A 'Friendly' Rivalry

A few months ago, our network team found itself struggling to support yet another in a seemingly endless stream of IT security projects. This one was to implement token-based authentication, which was supposed to shore up ACME's access control. Our IT security manager, Bucky Rogers, was once again straining his relationship with our network manager, Dirk Packett. Yes, they both work for me, but that doesn't mean I can force them to get along (although I have considered bringing in Rock 'Em Sock 'Em Robots to let them work out their problems). Of course, conflicts between network people and security people aren't unusual, but Bucky doesn't help when he uses his "sky is falling" approach to ramrod project approvals from our internal auditing department, with whom he works closely.

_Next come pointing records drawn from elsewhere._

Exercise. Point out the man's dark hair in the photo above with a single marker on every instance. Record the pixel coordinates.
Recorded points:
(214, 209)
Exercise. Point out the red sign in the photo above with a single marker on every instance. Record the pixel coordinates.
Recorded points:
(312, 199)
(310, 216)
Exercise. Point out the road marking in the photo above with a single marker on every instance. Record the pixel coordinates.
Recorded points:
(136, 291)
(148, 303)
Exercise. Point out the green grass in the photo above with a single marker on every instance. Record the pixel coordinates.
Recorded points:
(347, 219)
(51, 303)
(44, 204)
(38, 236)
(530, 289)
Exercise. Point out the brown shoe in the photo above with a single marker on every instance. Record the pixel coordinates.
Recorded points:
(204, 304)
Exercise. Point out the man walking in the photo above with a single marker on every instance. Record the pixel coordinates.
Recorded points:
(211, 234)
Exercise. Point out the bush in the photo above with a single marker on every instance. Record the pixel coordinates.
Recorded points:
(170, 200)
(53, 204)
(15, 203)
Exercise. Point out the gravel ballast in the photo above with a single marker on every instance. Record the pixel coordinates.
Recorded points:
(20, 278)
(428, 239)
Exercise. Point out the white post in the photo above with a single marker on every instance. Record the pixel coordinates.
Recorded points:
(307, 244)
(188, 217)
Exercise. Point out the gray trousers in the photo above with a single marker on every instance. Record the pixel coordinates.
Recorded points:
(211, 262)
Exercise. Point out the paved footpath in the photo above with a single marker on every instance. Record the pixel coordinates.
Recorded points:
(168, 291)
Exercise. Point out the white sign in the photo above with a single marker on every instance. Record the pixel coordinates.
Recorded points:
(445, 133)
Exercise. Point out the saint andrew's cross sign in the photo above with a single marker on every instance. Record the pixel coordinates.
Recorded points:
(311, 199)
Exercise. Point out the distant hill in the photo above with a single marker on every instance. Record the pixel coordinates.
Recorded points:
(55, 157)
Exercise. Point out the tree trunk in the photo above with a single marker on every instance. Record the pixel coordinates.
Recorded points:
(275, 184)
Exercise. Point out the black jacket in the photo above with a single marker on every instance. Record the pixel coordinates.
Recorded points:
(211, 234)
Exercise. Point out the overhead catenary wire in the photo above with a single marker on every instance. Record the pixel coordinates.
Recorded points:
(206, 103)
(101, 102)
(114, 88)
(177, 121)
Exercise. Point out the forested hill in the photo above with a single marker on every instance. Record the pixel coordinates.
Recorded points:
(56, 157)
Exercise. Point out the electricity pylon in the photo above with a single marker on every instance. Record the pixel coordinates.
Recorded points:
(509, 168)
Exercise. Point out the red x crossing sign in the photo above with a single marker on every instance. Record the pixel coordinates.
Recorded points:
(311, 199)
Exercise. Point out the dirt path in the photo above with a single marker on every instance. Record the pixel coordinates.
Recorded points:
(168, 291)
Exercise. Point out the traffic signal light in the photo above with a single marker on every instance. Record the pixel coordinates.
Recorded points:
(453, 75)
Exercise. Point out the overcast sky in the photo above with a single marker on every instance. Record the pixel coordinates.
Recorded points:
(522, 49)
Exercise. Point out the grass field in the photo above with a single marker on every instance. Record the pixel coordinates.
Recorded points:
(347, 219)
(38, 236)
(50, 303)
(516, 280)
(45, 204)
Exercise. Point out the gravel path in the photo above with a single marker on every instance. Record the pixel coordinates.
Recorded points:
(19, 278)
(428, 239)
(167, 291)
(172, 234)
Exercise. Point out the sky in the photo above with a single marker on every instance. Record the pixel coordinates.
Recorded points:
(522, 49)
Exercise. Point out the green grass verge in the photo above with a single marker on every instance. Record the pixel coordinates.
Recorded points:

None of the network folks were thrilled with the idea of token-based authentication. The technology required deployment of a hardware-based system that would force the end user to log on with a special keyfob device that provides a code to augment the usual user name and password. It seemed like overkill to some--we had a secure authentication system with hardened passwords, aging and the whole nine yards--but the project was about halfway down Bucky's list of priorities, and we had reached that point in our IT security improvement plan. So, the project went forward.

Going Live

Bucky's team researched options and worked with Dirk's crew on the project planning. They ordered the equipment and installed the authentication server software on several servers for redundancy. We tested the technology over a period of several weeks, and then one evening we cut over to the new system with no ill effects--that night.